Show that \[\cos \theta \left[ {\dfrac{1}{{1 - \sin \theta }} - \dfrac{1}{{1 + \sin \theta }}} \right]\] can be written in the form \[k\]. \[\tan \theta \]. Find the value \[k\].

Answer 1

Hint: To solve this question first we assume a variable equal to the given expression. Then we equate that to the multiplication of constant and tangent functions. Then we simplify that given expression by taking LCM at the denominator and simplify that expression and convert that to tangent function and the constant term is the value of k.

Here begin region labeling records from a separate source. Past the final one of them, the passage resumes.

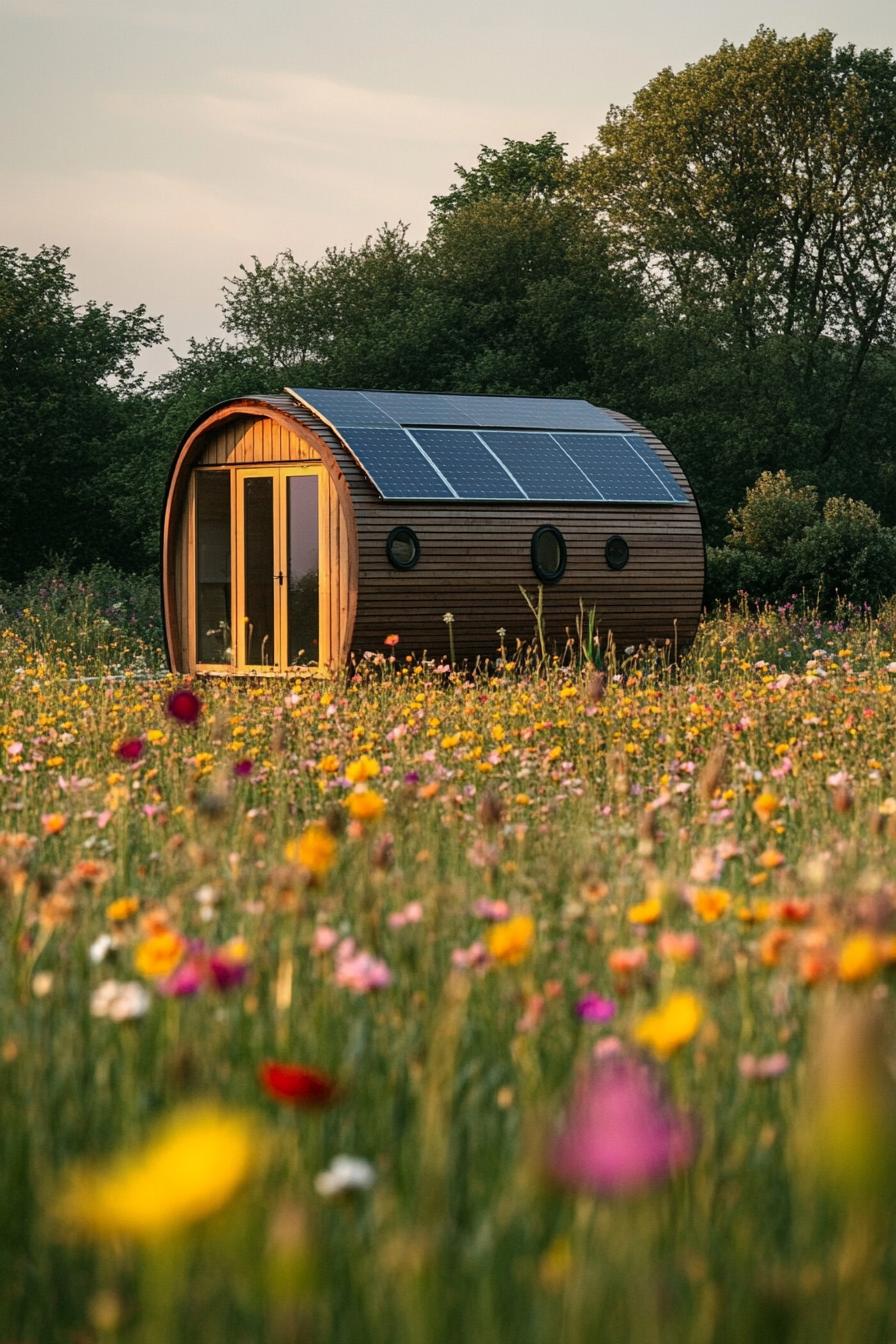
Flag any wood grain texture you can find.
[164,394,704,672]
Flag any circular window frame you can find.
[529,523,567,583]
[603,532,631,574]
[386,523,420,570]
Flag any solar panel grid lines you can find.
[407,429,525,500]
[482,430,600,503]
[331,425,457,500]
[625,434,686,504]
[286,387,688,504]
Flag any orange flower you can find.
[134,931,184,980]
[106,896,140,923]
[607,948,647,976]
[692,887,731,923]
[627,896,662,923]
[759,929,793,966]
[752,790,780,823]
[283,821,336,878]
[485,915,535,966]
[837,933,881,984]
[345,789,386,821]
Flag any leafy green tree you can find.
[574,28,896,538]
[0,247,163,578]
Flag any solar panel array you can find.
[286,387,688,504]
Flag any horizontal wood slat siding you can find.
[265,395,704,659]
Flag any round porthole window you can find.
[386,527,420,570]
[603,536,629,570]
[532,526,567,583]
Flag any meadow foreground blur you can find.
[0,607,896,1344]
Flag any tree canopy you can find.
[0,28,896,607]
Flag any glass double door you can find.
[196,466,326,672]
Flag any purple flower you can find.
[575,993,617,1021]
[549,1056,697,1195]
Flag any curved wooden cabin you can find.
[163,388,704,673]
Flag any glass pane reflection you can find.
[196,472,234,663]
[243,476,275,667]
[286,473,320,667]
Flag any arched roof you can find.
[286,387,690,505]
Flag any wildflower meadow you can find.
[0,606,896,1344]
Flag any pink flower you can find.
[549,1056,697,1195]
[116,738,144,761]
[575,993,617,1021]
[451,941,489,970]
[473,896,510,922]
[336,939,392,995]
[737,1050,790,1081]
[168,687,203,723]
[312,925,339,957]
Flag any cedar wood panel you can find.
[164,394,704,665]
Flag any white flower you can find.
[90,980,149,1021]
[314,1153,376,1199]
[90,933,116,966]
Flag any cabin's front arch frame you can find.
[161,398,359,673]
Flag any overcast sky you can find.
[0,0,896,371]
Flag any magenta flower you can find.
[737,1050,790,1081]
[168,687,203,723]
[575,993,617,1021]
[549,1056,697,1195]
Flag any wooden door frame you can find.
[185,461,332,676]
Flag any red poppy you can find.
[168,687,203,723]
[258,1059,339,1109]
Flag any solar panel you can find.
[450,396,619,431]
[555,434,686,504]
[367,392,476,426]
[411,429,525,500]
[481,430,600,500]
[338,426,454,500]
[286,387,396,429]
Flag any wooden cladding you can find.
[163,394,704,671]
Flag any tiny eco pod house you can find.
[163,387,704,673]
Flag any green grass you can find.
[0,609,896,1344]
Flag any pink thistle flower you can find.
[575,993,617,1021]
[336,952,392,995]
[549,1055,697,1195]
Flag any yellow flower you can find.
[629,896,662,923]
[106,896,140,923]
[56,1103,258,1242]
[837,933,881,982]
[134,929,184,980]
[485,915,535,966]
[345,755,380,784]
[634,991,703,1059]
[283,821,336,878]
[752,792,780,823]
[345,789,386,821]
[692,887,731,923]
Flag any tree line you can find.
[0,28,896,607]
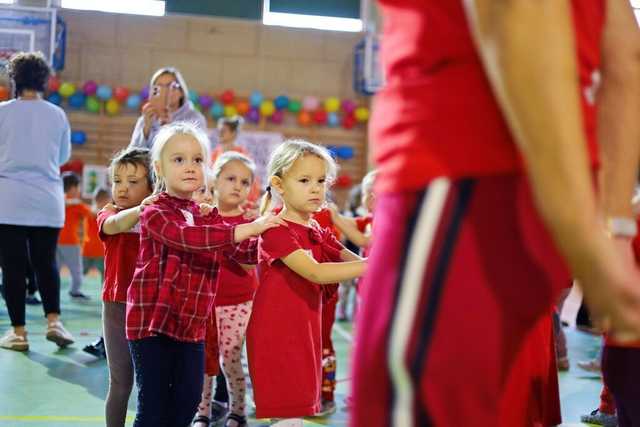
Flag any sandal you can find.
[224,412,249,427]
[191,415,211,427]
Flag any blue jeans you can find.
[129,335,204,427]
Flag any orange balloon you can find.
[236,100,251,116]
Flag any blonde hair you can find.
[213,151,256,182]
[149,67,191,107]
[151,122,209,194]
[260,139,338,215]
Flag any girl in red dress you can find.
[247,141,365,426]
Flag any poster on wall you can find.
[82,165,109,199]
[209,130,284,188]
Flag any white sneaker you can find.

Complete step by step answer:
Given that:
\[\cos \theta \left[ {\dfrac{1}{{1 - \sin \theta }} - \dfrac{1}{{1 + \sin \theta }}} \right]\]
To find:
Express the given trigonometric expression in terms of \[\tan \theta \] and find the coefficient of \[\tan \theta \].
Let the given expression be equal to the variable \[x\].
\[x = \cos \theta \left[ {\dfrac{1}{{1 - \sin \theta }} - \dfrac{1}{{1 + \sin \theta }}} \right]\]
Now on taking the LCM in the denominator.
\[x = \cos \theta \left[ {\dfrac{{1 + \sin \theta - \left( {1 - \sin \theta } \right)}}{{\left( {1 - \sin \theta } \right)\left( {1 + \sin \theta } \right)}}} \right]\]
Further simplifying the numerator and denominator.
\[x = \cos \theta \left[ {\dfrac{{1 + \sin \theta - 1 + \sin \theta }}{{1 - {{\sin }^2}\theta }}} \right]\]
On simplifying the equation.
\[x = \cos \theta \left[ {\dfrac{{2\sin \theta }}{{1 - {{\sin }^2}\theta }}} \right]\]
On using the identity of trigonometry \[1 - {\sin ^2}\theta = {\cos ^2}\theta \]
\[x = \cos \theta \left[ {\dfrac{{2\sin \theta }}{{{{\cos }^2}\theta }}} \right]\]
On canceling the common factor from numerator and denominator.
\[x = \dfrac{{2\sin \theta }}{{\cos \theta }}\]
On using the trigonometry relation \[\tan \theta = \dfrac{{\sin \theta }}{{\cos \theta }}\]
\[x = 2\tan \theta \]
Here we have to make the given expression in terms of a tan trigonometric function and a constant with that in an equation that we find that constant.
\[\cos \theta \left[ {\dfrac{1}{{1 - \sin \theta }} - \dfrac{1}{{1 + \sin \theta }}} \right] = k\tan \theta \]
On putting the value from the simplified version.
\[2\tan \theta = k\tan \theta \]
On comparing both sides of the equation the value of \[k\] is:
\[k = 2\]
The value of k is 2.

Note:
Students must know all the relations of trigonometry, formulas of trigonometry, and identities of trigonometry. If the more simplified version is given in options then we simplify that according to the options and mark the correct answer.